Code

Some pieces of code. All of these are supplied “AS IS” and if they somehow destroy your machine don't come running crying to me. Ain't no warranty or guarantee.

Liquid Layout Advocacy
Webpage buttons.
Crossinary
Crossinary is a simple dictionary tool to help both creating and solving crosswords and other word puzzles. It compactly stores a massive (over a quarter of a million words) list of English words (including some proper nouns) and allows you to quickly perform searches to find all the words that match a pattern such as something-A-I-something-E.

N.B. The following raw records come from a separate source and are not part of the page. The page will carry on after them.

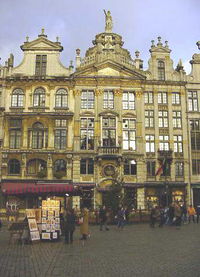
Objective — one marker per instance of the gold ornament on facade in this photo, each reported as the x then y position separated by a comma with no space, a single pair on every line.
118,92
98,92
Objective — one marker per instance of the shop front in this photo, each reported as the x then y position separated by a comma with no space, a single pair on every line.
163,194
19,196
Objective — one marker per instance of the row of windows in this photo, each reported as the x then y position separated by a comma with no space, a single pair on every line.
87,99
87,167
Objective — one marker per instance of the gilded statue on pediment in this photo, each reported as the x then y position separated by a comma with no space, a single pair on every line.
109,22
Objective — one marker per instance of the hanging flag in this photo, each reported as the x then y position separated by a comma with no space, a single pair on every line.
162,167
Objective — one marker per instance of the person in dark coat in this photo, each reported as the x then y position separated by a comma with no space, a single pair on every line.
103,218
69,225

Longdesc Linker for Internet Explorer 6
Longdesc Linker is a Browser Helper Object which adds a “Long Description” item to the context menu that IE uses for images. This item will be enabled if the image has a longdesc link, and selecting it will cause the browser to follow the link. Particularly useful to web developers who like IE as by default it has no way of testing longdesc links work.
ToDo Note Taker
Yet another simple note taker. This small application sits in the system-tray of a Windows machine (it has been tested on NT4.0 and 2000, it should work okay on 95, 98, ME and XP). Clicking on it opens a simple rich-text editor which allows you to quickly add a note about something. Tabs can be added to help keep related notes together. It's a bit rough-and-ready (less than half an hour's coding) but it's in use by a few people apart from myself and they seem happy with it.

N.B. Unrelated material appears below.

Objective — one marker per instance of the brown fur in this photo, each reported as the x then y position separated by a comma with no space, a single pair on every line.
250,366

Some RSS1.0 Test Documents
A few documents in RSS1.0 for testing parsers. If your parser considers any of these to be different then you may have a bug.
RSS Validating XSLT
A rather strange way to build a validator I'll admit. Use your RSS1.0 file as input to this XSLT and it will produce a HTML document which reports errors it finds. This is largely experimental and no guarantees are given for accuracy of the results.
DC Dumb-down XSLT
Continuing the vein of experimental XSLTs is this one which takes an RDF/XML document (including RSS1.0) and produces the same document, but with extra code written so that an application that only uses the main Dublin Core predicates will benefit from having these produced from the relevant Qualified Dublin Core.
Currently it only works if the Qualified Dublin Core predicate is encoded in the RDF/XML as an element, not as an attribute.